Quarterly headcount was down, falling at its fastest since April 2010, with firms anticipating an even sharper decline the following quarter – with expectations at their lowest since the financial crisis. 

Rain Newton-Smith, CBI Chief Economist, said: “This quarter’s findings paint a worrying picture for the manufacturing industry. A combination of Brexit uncertainty and weaker global growth are clearly hitting sentiment and export prospects, with job prospects at their weakest since the global financial crisis.

“Finding a resolution that avoids a no deal Brexit will give firms the confidence they need to step-up investment in people, growth and innovation. But for long-lasting prosperity we need an ambitious free trade agreement which provides tariff-free access to our largest trading partner for our manufacturers right across the country.”

Tom Crotty, Group Director of INEOS and Chair of CBI Manufacturing Council, said: “With Brexit reaching a critical crossroads, these gloomy results are unsurprising yet still very concerning. Most tellingly, manufacturers’ investment intentions across buildings, machinery, and skills are at their worst since the dark days of the financial crisis.

“Manufacturers will be closely watching developments in Brussels and Westminster over the coming days and hoping that policy makers can avert a disastrous no-deal exit. If they fail, then we could be looking at a far gloomier outlook for our sector in the coming months.”

Key findings:

Output

  • Volumes fell in the three months to October (-10% from +1% in September).
  • Only eight out of 17 sub-sectors saw output expand in the quarter to October, with the fall in headline output volumes driven mostly by the motor vehicles & transport equipment sub-sector.
  • Manufacturers expect output volumes to fall at a faster rate in the next three months (-16%).

Orders

  • Total new orders fell in the quarter to October (-15%) at a similar pace to July (-15%).
  • The fall in new orders was driven by a similar pace of decline in domestic orders (-18% from -19% in July) while export orders fell at a slightly slower pace (-24% from -28% in July).
  • Manufacturers expect total new orders to fall at a quicker pace in the next three months (-19%), with domestic orders seeing a slightly slower decline (-12%) and export orders falling at a quicker pace (-26%).  

Headcounts

  • Numbers employed fell in the quarter to October (-9% from -8% in July) at their fastest rate since April 2010.
  • Firms expect employment to fall at an even faster pace next quarter (-22%), constituting the weakest expectations for headcounts since the financial crisis (Oct 2009).  

Costs

  • Average costs in the quarter to October (+16%) grew at a broadly similar pace to July (+15%).
  • Manufacturers expect average cost growth to remain steady next quarter (+16%).

Business optimism

  • Sentiment deteriorated in the three months to October (-44% from -32% in July), at the fastest pace since July 2016.
  • Optimism about export prospects for the year ahead also worsened (-46% from -29% in July) to the greatest extent since October 2001.

Investment intentions

  • Investment intentions for the next year worsened compared to last quarter in three out of four key categories.
  • Firms’ expectations for investment in the next year in buildings (-44%), plant & machinery (-34%), and training & retraining (-28%) were all at their weakest since the financial crisis.
  • Expectations for investment in product & process innovation were broadly flat.
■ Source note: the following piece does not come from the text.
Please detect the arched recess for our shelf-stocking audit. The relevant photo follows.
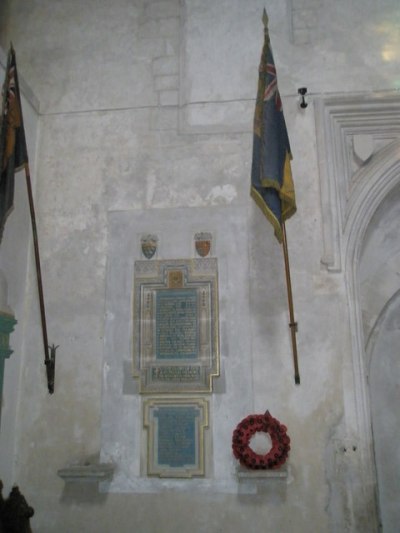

Export orders – looking ahead

  • The share of manufacturers citing political/economic conditions abroad as a factor to limit export orders in the next three months was at a survey record high (66%).
  • The proportion of firms citing quota and import licence restrictions as a factor to limit export orders was at its highest since July 1983 (20%).

Stocks

  • Stocks of raw materials (+9%) grew at a broadly similar pace to July (+10%), well down on the April high (+39%).
  • Both stocks of work in progress and finished goods were roughly flat (0% and -3%, respectively).
  • No noticeable pick-up in stock growth is expected in the next three months, with stocks of raw materials and finished goods anticipated to be broadly unchanged (+2% and +2%, respectively), while stocks of work in progress are expected to fall slightly (-5%).